China y el nuevo orden mundial


A los observadores de Occidente, en particular de los Estados Unidos devastados por la pandemia, se les puede perdonar que encuentren imágenes de la carrera sorprendente: Había miles de atletas corriendo muy cerca por las calles de la ciudad. Los espectadores agitaban banderas y vitoreaban desde la línea de banda. No había ninguna máscara a la vista.

Hace casi un año, China era la zona cero del coronavirus.

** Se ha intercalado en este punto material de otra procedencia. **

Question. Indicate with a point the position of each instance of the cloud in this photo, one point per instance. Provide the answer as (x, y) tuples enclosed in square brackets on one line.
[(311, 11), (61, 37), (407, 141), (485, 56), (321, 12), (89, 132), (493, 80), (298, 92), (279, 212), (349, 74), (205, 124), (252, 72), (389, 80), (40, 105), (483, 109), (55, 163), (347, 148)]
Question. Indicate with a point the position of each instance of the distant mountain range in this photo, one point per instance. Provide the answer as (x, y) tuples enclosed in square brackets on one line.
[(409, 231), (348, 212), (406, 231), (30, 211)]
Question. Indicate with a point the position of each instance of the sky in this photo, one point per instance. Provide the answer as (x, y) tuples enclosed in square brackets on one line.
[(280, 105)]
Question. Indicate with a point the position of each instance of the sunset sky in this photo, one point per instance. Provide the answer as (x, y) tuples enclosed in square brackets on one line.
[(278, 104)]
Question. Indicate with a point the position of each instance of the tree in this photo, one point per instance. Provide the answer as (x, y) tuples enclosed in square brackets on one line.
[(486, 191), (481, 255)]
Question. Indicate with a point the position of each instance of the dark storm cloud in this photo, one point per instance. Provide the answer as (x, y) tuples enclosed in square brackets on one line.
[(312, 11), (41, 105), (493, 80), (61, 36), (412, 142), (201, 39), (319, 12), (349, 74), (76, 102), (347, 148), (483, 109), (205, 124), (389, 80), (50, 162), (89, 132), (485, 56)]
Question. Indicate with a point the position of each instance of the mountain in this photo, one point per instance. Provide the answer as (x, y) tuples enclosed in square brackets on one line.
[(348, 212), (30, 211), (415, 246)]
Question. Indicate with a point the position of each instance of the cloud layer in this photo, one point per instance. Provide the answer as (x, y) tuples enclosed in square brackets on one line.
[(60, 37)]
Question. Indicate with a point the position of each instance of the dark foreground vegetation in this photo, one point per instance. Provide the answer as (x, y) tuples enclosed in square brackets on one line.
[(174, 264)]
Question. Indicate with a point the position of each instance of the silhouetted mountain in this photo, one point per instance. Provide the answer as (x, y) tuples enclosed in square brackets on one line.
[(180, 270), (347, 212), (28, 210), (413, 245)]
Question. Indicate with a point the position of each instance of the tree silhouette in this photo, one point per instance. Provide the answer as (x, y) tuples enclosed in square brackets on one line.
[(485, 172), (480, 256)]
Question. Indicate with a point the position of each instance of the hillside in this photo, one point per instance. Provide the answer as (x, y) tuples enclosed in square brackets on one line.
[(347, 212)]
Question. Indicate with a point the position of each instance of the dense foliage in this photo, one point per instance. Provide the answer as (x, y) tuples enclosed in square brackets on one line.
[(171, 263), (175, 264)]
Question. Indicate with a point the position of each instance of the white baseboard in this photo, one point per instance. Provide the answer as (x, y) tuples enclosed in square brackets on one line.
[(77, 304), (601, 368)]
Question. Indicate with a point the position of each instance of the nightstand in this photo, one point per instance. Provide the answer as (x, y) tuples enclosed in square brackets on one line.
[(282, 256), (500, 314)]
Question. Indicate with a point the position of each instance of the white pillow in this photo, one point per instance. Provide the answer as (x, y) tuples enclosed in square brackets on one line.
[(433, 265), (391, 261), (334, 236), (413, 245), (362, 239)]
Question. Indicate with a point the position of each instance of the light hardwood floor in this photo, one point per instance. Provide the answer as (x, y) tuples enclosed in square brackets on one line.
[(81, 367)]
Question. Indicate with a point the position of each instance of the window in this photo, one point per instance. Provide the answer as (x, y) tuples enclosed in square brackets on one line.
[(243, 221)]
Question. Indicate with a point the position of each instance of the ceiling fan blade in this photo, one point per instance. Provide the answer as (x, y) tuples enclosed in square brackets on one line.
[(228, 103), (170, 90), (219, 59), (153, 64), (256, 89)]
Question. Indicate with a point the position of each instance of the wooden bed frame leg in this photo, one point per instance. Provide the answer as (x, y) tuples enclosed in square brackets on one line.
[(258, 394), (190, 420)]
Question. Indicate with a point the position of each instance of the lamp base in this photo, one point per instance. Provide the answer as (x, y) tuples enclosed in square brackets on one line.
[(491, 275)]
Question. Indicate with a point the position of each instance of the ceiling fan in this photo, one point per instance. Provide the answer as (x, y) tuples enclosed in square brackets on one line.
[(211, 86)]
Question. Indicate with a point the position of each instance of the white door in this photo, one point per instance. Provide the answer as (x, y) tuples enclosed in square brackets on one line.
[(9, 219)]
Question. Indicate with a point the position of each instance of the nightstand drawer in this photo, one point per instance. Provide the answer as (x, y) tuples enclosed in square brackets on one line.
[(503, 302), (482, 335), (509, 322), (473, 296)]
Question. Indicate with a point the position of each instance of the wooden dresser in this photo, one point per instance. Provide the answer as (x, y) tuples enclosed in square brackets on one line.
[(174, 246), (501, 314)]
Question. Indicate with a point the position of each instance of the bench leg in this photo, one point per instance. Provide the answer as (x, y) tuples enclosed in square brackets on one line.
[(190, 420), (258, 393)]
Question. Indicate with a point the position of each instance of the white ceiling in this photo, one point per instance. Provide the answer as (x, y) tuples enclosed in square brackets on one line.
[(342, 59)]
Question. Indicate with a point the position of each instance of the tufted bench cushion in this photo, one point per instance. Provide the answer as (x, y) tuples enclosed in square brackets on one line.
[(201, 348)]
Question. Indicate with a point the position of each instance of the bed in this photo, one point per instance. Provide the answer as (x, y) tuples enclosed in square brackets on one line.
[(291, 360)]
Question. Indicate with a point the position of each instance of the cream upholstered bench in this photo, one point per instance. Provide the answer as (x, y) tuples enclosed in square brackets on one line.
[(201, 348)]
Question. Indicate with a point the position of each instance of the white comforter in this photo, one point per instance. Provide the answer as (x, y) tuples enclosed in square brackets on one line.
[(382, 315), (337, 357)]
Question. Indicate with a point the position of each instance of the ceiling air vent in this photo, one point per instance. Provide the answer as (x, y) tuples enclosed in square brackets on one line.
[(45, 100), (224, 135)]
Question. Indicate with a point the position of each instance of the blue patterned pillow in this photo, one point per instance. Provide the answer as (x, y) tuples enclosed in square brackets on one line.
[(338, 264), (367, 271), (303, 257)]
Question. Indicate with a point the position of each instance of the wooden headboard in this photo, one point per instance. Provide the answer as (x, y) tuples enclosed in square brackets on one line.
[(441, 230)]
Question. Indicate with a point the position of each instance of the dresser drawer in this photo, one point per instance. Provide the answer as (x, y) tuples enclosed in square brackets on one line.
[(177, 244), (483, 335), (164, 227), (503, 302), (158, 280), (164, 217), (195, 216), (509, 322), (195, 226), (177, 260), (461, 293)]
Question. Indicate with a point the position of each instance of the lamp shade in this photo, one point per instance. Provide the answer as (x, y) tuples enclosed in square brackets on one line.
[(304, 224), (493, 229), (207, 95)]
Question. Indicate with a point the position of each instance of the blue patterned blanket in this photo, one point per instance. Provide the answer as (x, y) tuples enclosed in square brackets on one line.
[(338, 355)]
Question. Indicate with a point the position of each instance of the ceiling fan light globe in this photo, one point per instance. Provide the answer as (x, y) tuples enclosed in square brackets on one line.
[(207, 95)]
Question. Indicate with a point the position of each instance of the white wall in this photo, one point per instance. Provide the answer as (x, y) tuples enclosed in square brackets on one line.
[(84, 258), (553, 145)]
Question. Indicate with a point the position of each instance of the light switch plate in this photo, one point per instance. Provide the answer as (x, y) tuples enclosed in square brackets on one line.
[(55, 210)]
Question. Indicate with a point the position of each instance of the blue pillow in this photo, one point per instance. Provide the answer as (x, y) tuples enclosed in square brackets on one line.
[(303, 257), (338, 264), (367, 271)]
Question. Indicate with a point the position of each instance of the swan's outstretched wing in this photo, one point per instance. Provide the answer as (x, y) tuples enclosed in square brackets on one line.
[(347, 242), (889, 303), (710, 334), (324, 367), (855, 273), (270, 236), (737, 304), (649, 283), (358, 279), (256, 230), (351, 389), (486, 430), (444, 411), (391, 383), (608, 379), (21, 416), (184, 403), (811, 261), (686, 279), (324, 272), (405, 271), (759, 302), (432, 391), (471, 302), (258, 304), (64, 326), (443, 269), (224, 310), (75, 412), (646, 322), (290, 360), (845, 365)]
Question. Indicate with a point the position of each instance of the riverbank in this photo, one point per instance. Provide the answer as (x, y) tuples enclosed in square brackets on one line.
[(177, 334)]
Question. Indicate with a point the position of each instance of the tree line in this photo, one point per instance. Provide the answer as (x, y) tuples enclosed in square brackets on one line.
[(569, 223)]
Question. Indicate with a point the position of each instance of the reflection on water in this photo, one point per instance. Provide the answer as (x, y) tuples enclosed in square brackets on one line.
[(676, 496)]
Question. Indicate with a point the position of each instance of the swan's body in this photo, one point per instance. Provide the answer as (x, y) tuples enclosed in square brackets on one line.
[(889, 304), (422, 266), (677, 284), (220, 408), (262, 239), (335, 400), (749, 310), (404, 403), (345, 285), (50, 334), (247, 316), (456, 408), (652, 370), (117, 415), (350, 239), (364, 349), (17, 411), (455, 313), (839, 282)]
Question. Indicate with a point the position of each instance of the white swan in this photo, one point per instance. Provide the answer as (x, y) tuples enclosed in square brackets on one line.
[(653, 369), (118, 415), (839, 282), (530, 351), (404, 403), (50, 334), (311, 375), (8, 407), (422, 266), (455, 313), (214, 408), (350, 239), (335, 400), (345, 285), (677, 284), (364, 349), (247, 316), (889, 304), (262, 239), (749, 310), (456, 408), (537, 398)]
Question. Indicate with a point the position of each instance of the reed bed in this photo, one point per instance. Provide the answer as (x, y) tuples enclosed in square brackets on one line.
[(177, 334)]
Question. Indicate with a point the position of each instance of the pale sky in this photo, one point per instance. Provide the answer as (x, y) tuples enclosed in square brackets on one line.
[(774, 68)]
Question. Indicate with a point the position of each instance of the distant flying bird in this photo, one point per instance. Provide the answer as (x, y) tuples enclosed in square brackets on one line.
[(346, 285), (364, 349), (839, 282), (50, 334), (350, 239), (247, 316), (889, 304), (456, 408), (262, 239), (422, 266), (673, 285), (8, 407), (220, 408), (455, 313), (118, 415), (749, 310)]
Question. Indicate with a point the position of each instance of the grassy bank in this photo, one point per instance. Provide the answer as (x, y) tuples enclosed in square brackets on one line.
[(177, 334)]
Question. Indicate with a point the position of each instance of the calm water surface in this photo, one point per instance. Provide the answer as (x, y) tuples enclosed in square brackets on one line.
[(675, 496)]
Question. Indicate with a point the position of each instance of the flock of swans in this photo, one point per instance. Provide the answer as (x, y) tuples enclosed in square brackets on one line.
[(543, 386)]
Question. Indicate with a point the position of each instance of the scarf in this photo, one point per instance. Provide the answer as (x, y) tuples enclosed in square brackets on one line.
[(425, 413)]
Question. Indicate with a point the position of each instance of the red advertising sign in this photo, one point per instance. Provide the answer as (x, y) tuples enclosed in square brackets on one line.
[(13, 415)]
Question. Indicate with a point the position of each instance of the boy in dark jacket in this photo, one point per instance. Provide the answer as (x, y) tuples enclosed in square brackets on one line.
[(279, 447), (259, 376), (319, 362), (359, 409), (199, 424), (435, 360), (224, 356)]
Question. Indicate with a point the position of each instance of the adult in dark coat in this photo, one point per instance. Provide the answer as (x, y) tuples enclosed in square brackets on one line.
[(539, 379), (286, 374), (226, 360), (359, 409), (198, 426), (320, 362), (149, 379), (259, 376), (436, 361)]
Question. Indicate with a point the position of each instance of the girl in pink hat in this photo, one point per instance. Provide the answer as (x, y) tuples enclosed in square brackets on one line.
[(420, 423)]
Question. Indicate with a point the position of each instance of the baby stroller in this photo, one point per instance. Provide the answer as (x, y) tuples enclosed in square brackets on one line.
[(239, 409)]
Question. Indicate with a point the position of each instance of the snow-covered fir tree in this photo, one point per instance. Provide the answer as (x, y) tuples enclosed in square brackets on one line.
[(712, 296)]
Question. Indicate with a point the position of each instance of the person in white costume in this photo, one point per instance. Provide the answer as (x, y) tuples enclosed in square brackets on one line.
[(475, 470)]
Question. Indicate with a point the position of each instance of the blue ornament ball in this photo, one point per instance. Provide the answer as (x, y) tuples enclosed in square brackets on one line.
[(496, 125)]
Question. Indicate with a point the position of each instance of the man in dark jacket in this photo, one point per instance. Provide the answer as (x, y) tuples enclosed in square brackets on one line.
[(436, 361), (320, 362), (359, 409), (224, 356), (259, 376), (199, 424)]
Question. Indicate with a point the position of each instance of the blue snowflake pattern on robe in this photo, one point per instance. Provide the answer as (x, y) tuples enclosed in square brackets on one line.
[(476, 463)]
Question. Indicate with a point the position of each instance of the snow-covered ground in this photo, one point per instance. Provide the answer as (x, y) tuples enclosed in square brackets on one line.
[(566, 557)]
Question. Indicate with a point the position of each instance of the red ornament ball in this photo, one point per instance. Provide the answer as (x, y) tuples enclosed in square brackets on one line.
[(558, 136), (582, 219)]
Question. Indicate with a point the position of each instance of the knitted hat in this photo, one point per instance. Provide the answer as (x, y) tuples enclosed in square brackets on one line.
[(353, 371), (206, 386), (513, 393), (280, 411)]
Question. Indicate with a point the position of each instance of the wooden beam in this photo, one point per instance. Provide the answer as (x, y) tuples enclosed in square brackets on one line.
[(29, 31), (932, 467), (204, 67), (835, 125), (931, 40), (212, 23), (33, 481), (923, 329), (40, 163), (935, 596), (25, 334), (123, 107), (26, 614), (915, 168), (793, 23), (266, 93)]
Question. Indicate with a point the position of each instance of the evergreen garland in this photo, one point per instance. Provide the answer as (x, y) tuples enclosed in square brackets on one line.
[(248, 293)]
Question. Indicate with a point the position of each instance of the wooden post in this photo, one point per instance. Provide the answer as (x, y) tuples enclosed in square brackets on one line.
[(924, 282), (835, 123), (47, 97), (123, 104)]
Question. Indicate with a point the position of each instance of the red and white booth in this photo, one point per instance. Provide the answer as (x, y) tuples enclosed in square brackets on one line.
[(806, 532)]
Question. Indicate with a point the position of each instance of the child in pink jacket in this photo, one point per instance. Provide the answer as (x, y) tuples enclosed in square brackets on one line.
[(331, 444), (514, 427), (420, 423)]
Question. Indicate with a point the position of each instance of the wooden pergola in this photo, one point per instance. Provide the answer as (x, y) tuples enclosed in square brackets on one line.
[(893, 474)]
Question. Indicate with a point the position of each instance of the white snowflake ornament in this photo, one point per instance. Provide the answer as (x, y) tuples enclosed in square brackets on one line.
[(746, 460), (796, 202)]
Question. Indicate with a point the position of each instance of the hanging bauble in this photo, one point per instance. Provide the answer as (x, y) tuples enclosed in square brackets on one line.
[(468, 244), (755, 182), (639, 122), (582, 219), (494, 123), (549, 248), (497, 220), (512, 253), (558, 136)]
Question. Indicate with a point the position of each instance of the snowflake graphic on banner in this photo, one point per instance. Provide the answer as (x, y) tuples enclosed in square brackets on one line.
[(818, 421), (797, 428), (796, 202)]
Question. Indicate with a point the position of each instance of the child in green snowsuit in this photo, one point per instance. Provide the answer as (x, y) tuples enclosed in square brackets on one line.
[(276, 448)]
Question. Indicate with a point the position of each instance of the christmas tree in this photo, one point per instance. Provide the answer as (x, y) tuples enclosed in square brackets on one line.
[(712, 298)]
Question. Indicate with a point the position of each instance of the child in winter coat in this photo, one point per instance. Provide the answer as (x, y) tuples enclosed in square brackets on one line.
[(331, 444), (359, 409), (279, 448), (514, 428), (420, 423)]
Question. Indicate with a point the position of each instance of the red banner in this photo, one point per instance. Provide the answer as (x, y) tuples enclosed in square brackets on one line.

En los dos primeros meses de 2020, algunos comentaristas estadounidenses argumentaron que el aumento de las infecciones y la respuesta inicial de las autoridades locales de la ciudad china de Wuhan podrían constituir el “Chernobyl” de China, un desastre de época que pondría de manifiesto las deficiencias fundamentales del opaco y autocrático Estado unipartidista de Beijing.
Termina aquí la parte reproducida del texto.